1928年設立の早稲田大学坪内博士記念演劇博物館(東京・新宿)は東洋唯一の演劇専門博物館だ。企画展「現代日本演劇のダイナミズム」(1月20日まで)の会場をのぞくと、展示パネルにカラフルなゴムひもを張り巡らせることで現代演劇の担い手たちのつながりを表現するユニークな趣向に驚かされる。

16世紀の英国の劇場「フォーチュン座」を模した早稲田大学坪内博士演劇博物館(東京都新宿区)
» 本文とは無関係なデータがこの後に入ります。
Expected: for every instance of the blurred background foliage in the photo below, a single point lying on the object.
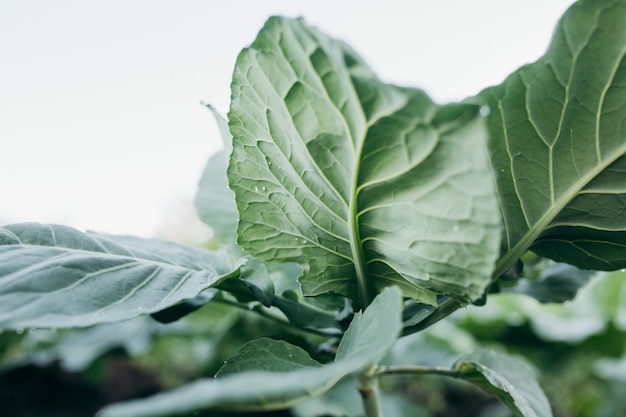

館長を務める岡室美奈子教授は「一般の方々に現代演劇の見取り図をわかりやすく提供し、演劇文化の裾野を広げたい」と展示手法の意図を解説する。同館ではこうした空間デザイン的な手法による展示や最新デジタル技術を駆使して「博物館全体を楽しんでもらう」ことを目指す。無声映画の上映会や旬の演劇人を招いたイベントを開催するほか、岡室館長自身が大好きだというテレビドラマ関係の展示やイベントも好評だ。

■即位礼控え、特別展を企画

神道学科が設置されている皇学館大学(三重県伊勢市)のキャンパス内にある佐川記念神道博物館。日本でも珍しい神道をテーマにした博物館だが、祭祀(さいし)を中心とした神道関係史料のほか、考古学史料や伊勢歌舞伎など珍しい郷土史料も展示されている。

今年は30年ぶりの天皇即位。学芸員の浦野綾子氏によると、5月31日から即位礼や大嘗祭(だいじょうさい)に関する貴重な史料群を中心とした大規模な特別展を開催する予定だ。伊勢神宮に近く、お伊勢参りと併せて訪れるのも楽しそうだ。

正月に耳にする雅楽などに使われる楽器のことが知りたければ大阪音楽大学音楽メディアセンター楽器資料館(大阪府豊中市)を訪れるといい。日本古来の伝統音楽・芸能関係の国内屈指のコレクションは見ごたえ十分。

学芸員の大梶晴彦氏は「楽器の進化は一方向ではない。時代背景や地域性、心や技の伝承など、それぞれの時刻・空間を生きた人間の英知には理由があり、決して古いものが劣っているわけではないということをお伝えしたい」と話す。月2回程度開催する学芸員による詳しい展示解説には、大阪近郊だけでなく全国から申し込みがあるそうだ。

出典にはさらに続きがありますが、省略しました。